La “Operación Valkiria” tuvo vuelo corto. Algunas oficinas del gobierno fueron ocupadas por los rebeldes, algunas tropas se plegaron a la intentona, varios jefes nazis fueron encerrados y debieron ser liberados más tarde, cuando la voz de Göring, el poderoso jefe de la Lutwaffe a quien Hitler había nombrado su sucesor, anunció por radio que el Führer estaba vivo. Stauffenberg, junto a su ayudante Haeften, al general Friedrich Olbricht y a otros conspiradores, fue fusilado esa misma noche, en el patio del edificio del alto mando de la Wehrmacht y a la luz de los faros de unos autos y camiones de transporte militar. El resto de los conspiradores, y varios que eran simples sospechosos, fueron ahorcados en ceremonias terribles, colgados de ganchos de carnicería y con el cuello atenazado por cuerdas de piano que provocan la muerte con exasperante lentitud. Esas ejecuciones fueron filmadas y tal vez, proyectadas para Hitler y su estado Mayor en el “Nido del Águila”, en Berchtesgaden. El gran biógrafo de Hitler, Ian Kershaw, afirma sin embargo que no hay evidencias de esa proyección.

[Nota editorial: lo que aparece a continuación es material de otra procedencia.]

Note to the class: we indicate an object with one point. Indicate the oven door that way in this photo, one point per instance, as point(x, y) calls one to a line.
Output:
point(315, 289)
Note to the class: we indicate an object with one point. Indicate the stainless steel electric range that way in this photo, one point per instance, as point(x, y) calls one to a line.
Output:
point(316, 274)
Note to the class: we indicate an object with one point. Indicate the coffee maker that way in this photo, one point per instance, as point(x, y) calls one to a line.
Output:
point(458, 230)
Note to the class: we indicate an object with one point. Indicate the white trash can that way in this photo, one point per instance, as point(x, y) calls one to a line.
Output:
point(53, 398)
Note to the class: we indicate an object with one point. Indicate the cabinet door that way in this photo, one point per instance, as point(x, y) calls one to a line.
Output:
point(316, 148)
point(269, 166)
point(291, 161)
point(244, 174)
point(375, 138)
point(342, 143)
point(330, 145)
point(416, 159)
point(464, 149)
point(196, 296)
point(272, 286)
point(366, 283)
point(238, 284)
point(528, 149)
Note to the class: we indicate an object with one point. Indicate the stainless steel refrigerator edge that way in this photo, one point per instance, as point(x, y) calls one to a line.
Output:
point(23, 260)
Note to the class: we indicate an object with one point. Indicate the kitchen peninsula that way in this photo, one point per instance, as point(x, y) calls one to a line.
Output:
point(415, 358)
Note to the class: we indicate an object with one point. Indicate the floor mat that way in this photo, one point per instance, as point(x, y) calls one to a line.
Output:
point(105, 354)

La represión que siguió al complot fue tremenda. Más de siete mil ciudadanos alemanes fueron arrestados y cerca de cinco mil, ejecutados. Entre ellos estuvo el mariscal Erwin Rommel, un emblema del ejército, líder del Afrika Korps y defensor de la costa atlántica europea cuando el Día D. Según quien cuente la historia, Rommel tomó parte de la Operación Valkiria, o no tuvo nada que ver. O supo, pero calló. Hitler no le dio demasiadas opciones: o se suicidaba y tenía reservado un funeral con todos los honores militares, o iba a parar junto a su familia a un campo de concentración. Rommel se suicidó el 14 de octubre de 1944, tres meses después del atentado contra Hitler.

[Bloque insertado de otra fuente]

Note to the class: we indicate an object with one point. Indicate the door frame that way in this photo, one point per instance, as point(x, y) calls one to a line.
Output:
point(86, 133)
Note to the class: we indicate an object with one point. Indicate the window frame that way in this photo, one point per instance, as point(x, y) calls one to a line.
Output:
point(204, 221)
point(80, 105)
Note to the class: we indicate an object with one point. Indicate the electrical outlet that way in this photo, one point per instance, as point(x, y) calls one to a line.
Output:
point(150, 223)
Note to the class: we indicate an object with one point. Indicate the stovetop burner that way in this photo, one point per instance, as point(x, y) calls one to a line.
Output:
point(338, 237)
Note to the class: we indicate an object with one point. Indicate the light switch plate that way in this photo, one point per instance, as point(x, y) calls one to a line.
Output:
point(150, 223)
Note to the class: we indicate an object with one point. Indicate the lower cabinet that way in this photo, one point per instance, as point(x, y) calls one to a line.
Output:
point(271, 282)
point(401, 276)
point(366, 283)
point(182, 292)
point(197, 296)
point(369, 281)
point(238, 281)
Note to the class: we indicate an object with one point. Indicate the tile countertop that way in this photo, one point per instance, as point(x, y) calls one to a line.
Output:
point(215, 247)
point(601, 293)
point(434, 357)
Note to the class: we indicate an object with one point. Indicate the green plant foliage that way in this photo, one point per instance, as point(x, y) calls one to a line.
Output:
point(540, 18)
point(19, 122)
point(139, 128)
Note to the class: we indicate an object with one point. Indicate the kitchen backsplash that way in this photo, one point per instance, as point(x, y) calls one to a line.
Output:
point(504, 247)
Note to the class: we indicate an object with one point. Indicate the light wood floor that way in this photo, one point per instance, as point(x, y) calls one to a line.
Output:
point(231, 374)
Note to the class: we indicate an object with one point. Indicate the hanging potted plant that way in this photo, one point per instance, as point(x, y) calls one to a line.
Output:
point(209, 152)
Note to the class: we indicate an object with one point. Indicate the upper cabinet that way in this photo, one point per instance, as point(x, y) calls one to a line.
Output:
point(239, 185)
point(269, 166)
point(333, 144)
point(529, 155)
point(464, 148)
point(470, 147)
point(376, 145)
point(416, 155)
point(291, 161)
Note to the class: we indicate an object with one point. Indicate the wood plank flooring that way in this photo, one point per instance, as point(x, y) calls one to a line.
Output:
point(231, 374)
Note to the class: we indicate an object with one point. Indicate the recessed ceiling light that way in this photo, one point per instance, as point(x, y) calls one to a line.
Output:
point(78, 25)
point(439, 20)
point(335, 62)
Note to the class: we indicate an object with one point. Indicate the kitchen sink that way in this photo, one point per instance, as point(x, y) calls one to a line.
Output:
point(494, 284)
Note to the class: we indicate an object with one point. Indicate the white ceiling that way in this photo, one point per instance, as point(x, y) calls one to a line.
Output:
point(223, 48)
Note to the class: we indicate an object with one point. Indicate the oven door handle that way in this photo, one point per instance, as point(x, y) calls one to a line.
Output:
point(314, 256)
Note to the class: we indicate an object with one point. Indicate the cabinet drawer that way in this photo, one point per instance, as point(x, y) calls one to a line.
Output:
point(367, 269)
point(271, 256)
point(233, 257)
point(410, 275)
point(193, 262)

El fracaso de la “Operación Valkiria” dio un total control sobre Alemania y sobre su maquinaria de guerra a Hitler, a Göring y a Heinrich Himmler, jefe de las SS y responsable de los campos nazis de exterminio. Hitler se convenció de que el destino, o al menos una especie de fuerza del cielo, jugaba de su lado: “Considero esto como una confirmación de la tarea que me impuso la Providencia. Nada me va a pasar. La gran causa a la que sirvo debe ser llevada adelante a través de sus peligros presentes. Y todo puede llegar a un buen fin”.
Así empezó la Alemania nazi a transitar los últimos nueve meses hacia su destrucción total.